Brooklyn real estate is hot, very hot, and there’s no cooling off in sight, according to most speakers at yesterday’s sold-out Brooklyn Real Estate Summit, sponsored by Massey Knakal and held at the Brooklyn Museum. From Billy Macklowe to David Shorenstein and Jonathan Rose, get the run-down of what the industry’s leading pundits have to say about BK real estate.

  • Deputy Mayor for Housing Alicia Glenn told the 700 or so real estate executives attending the conference that they can’t build housing that needs rezoning or special permits without including an affordable housing component and that the city needs to take a “fresh look at its residential parking regulations.”
  • Paul Travis, managing partner of Washington Square Partners said that the Fulton Mall “is re-establishing itself as a top retail location” and will soon have Brooklyn’s first new movie theater in many years and “the largest food mall in the city.”
  • Andrew Barrocas, Chief Executive Officer of MNS, said that there has been “tremendous residential growth and that “hybrid” projects that combine rental and condo units are becoming popular with developers.
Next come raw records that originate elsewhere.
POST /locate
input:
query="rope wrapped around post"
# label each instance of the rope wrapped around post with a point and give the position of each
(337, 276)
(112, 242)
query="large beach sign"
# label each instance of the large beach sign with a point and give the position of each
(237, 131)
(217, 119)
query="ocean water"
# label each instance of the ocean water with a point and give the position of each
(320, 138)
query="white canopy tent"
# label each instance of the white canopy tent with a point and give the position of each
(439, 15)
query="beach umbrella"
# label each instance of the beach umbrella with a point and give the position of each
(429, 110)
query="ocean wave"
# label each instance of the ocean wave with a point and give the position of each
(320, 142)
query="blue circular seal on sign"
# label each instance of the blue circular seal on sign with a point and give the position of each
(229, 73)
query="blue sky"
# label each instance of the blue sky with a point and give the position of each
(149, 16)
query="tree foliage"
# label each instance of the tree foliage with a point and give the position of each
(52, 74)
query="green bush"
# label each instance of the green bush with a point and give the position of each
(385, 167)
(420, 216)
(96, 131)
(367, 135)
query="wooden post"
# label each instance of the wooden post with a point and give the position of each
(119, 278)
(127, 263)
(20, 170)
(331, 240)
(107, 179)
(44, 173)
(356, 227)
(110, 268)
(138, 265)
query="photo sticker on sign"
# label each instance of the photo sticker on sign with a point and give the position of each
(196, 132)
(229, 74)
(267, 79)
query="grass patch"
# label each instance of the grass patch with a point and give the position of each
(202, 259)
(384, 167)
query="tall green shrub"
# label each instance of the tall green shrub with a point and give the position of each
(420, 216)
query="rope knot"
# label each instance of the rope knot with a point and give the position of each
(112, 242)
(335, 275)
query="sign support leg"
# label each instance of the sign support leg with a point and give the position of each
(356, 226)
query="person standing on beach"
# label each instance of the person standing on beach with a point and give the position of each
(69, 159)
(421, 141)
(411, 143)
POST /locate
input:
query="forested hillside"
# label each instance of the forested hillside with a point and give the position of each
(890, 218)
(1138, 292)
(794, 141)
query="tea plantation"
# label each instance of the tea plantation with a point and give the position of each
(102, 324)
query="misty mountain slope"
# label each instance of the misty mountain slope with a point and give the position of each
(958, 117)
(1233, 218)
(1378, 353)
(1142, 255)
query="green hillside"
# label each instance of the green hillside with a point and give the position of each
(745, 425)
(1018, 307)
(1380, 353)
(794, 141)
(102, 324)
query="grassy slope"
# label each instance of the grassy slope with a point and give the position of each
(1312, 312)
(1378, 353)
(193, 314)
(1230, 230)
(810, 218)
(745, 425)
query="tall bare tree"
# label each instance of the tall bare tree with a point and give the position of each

  • Billy Macklowe, chief executive office of William Macklowe Properties told the meeting that the commercial real estate market in Brooklyn is “underserved” and is an “extremely tight market,” adding that “at some point you will see major companies taking space.” Brooklyn, he noted, is now a lifestyle, adding that he recently saw a sign in a Chelsea store that a product was “made in Brooklyn.”
  • MaryAnne Gilmartin, President and CEO of Forest City Ratner, said that there has been a recent “change in the profile of Brooklyn,” which is “not just back office,” adding that New York University is looking to expand in the borough and that new Chinese investors “understand our business.”
  • In a different session, Asher Abehshera, the founder of LIVWRK, maintained that “there is not enough office space in Brooklyn” and that his five-building complex known as Dumbo Heights will have skywalks and is “in a prime sweet spot of DUMBO.”


  • David Shorenstein, a co-founder of Silvershore Properties, sold another session that “Brooklyn has so many neighborhoods” that it is not hard “get in on the upswing” and “ride the wave up” whereas there is no way you can do that in Manhattan.
  • While many people focus on trying to attract tech tenants, Jonathan Rose, president of the Jonathan Rose Companies, told his session that his phone “is ringing off the hook” from cultural non-profits especially in the neighborhood about the Brooklyn Academy of Music whose patrons used to come primarily from Manhattan but in the late 70s and early 80s abut now come from London and Europe.
  • And while the de Blasio administration is concentrating on affordable housing, the federal government is cutting back on such funding, Mr. Rose observed, adding that he was concerned that the very successful 421 Program is expiring next June and “it’s really important for all of us” to focus on that before it ends.